Melancholy II
- Author: Jon Fosse
- Original title: Melancholia II
- Translator: Eric Dickens
- Language: Norwegian (Nynorsk)
- Publisher: Det Norske Samlaget
- Publication date: 1996
- Publication place: Norway
- Published in English: September 2014
- Pages: 112
- ISBN: 9788252147070

= Melancholy II =

1996 book by Jon Fosse

Melancholy II, original title Melancholia II, is a 1996 novella by the Norwegian writer Jon Fosse. It is set in Stavanger, in early autumn of 1902, the year of Norwegian artist Lars Hertervig's death, and is told from the perspective of Hertervig's fictitious sister Oline. The novella covers one day, the day that Oline learns that her brother Sivert is dying. Sivert's wife, Signe, tells her in the morning that Sivert wants to speak to her, but Oline is frail, and forgetful, and she only sits down at Sivert's bed later in the day when he has already died.
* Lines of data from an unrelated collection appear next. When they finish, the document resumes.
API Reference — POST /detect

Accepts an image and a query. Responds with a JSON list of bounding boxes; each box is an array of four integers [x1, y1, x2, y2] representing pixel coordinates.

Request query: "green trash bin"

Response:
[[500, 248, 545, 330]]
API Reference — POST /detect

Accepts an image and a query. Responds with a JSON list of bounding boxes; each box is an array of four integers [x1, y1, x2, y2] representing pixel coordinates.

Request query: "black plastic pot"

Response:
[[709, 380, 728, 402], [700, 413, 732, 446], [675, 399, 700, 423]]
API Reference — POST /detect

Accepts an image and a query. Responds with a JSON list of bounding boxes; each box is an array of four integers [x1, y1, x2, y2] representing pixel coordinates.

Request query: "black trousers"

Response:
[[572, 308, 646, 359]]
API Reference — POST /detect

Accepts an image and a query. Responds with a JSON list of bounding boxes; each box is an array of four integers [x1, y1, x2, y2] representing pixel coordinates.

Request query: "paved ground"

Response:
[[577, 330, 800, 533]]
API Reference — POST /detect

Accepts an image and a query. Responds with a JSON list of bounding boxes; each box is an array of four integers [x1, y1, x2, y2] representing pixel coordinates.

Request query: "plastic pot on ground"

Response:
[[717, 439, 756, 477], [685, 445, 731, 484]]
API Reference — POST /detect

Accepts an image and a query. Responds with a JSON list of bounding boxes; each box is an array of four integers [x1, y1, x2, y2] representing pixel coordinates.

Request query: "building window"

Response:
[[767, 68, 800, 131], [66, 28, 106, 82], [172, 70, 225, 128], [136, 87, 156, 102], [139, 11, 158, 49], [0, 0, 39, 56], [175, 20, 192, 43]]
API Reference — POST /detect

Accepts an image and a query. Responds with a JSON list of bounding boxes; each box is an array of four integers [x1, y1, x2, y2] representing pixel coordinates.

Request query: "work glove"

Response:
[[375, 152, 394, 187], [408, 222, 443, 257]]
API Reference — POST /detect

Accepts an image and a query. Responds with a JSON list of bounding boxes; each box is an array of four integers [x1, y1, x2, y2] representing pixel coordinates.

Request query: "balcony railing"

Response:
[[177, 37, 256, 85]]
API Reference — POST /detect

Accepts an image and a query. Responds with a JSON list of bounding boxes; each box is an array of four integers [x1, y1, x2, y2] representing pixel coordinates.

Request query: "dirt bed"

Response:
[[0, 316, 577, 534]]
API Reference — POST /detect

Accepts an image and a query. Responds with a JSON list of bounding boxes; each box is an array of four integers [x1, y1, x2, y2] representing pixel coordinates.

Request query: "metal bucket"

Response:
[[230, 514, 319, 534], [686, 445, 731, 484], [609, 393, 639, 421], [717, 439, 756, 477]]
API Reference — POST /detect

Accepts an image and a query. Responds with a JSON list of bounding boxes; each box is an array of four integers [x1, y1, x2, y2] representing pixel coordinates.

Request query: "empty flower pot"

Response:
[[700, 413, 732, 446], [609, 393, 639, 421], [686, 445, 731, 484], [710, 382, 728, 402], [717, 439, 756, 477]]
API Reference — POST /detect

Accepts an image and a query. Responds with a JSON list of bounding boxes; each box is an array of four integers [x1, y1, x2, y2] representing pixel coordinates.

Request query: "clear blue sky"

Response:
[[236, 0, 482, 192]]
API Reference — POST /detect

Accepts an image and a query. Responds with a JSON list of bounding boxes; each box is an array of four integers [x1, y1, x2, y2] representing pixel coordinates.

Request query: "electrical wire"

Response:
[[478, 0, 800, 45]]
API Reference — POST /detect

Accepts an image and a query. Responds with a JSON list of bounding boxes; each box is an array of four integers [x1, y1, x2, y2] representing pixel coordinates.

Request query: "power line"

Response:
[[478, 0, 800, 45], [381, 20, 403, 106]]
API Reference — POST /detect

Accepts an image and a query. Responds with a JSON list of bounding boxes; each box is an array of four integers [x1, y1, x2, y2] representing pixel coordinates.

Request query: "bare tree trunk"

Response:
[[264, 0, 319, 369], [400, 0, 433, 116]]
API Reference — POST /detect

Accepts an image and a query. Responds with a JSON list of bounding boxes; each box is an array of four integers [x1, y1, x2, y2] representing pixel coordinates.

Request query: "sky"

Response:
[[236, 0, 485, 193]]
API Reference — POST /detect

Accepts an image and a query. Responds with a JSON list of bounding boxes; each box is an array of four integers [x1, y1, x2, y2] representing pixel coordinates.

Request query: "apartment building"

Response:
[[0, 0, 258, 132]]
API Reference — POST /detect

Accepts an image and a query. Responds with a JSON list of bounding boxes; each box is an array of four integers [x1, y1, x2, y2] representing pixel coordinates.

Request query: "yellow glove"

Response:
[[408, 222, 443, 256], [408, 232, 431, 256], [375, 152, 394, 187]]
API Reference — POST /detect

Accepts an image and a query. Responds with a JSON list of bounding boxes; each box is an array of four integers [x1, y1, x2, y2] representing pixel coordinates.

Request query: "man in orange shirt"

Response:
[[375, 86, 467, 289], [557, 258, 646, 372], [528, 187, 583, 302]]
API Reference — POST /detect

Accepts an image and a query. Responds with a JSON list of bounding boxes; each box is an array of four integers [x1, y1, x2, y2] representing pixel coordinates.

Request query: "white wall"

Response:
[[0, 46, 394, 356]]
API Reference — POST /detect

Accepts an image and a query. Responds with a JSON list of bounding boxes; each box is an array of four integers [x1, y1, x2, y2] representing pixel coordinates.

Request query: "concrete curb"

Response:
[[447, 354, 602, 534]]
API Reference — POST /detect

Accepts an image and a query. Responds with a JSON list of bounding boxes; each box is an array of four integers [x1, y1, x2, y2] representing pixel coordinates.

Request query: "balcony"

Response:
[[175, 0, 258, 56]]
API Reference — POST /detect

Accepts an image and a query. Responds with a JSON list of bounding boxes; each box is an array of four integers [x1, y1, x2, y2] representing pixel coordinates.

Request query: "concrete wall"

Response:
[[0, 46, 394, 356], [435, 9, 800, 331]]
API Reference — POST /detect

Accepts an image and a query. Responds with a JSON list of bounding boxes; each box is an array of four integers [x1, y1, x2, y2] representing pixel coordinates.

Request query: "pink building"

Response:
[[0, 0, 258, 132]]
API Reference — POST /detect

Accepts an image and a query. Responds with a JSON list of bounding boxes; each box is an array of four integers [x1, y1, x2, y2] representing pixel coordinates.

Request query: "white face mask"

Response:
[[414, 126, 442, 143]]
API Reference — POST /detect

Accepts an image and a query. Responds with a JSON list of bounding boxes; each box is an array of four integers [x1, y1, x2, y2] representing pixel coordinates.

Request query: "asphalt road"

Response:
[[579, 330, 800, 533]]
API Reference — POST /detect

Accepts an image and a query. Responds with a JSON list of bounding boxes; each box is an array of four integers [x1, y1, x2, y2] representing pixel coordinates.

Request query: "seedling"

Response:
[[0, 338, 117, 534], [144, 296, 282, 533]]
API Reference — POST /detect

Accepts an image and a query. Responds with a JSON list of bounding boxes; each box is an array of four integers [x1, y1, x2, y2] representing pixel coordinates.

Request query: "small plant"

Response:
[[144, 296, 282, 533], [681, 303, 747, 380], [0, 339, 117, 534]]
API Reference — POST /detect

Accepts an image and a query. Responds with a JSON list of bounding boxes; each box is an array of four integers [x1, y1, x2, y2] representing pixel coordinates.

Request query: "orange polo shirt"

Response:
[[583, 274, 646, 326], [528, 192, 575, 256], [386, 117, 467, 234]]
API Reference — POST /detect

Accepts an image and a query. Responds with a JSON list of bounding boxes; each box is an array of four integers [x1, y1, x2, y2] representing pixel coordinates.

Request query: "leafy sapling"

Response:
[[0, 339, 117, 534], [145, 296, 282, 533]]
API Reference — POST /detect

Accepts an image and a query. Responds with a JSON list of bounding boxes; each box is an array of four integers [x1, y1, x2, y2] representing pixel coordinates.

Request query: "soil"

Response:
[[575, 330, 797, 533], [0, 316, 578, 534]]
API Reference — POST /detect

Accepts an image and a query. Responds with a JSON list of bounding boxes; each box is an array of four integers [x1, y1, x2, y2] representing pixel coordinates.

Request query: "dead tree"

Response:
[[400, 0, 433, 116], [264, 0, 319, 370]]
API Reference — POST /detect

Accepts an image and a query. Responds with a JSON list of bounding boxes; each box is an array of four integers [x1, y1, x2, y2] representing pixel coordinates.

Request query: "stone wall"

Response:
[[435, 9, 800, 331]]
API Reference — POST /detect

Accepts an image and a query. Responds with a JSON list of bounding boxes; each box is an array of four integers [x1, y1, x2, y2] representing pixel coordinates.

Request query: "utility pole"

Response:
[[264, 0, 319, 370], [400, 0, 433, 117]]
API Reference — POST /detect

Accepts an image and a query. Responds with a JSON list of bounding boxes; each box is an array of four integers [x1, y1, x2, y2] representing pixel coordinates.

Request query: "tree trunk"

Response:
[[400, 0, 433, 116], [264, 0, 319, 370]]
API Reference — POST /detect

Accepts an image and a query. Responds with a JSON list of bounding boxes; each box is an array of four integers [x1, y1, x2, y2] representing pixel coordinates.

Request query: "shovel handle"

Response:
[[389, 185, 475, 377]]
Oline is still mourning Lars, and large parts of the novella describe Oline's memories of Lars. The book is the sequel to Fosse's 1995 novel Melancholy, which is about Hertervig's time as a student.

==Reception==
Øystein Rottem of Dagbladet wrote: "On one level this is a shiveringly reductive novel. Here existence is pressed down to the most elementary level: the oral and anal, food and feces." Rottem wrote that the story also has a religious aspect: "The connection between these two layers makes Melancholy II one of Fosse's most consistent works—and that is no small feat! You won't become happier by reading the book, but it grabs us more intensely than the vast majority of what otherwise is written nowadays."

Publishers Weekly wrote in 2014, "In this coda to the acclaimed Melancholy, Fosse’s presentation of commonplace events is almost unbearably intense. ... Admirers of the first book will find this novel subtler and more profound than its predecessor, and new readers will discover a stunning, haunting meditation on age."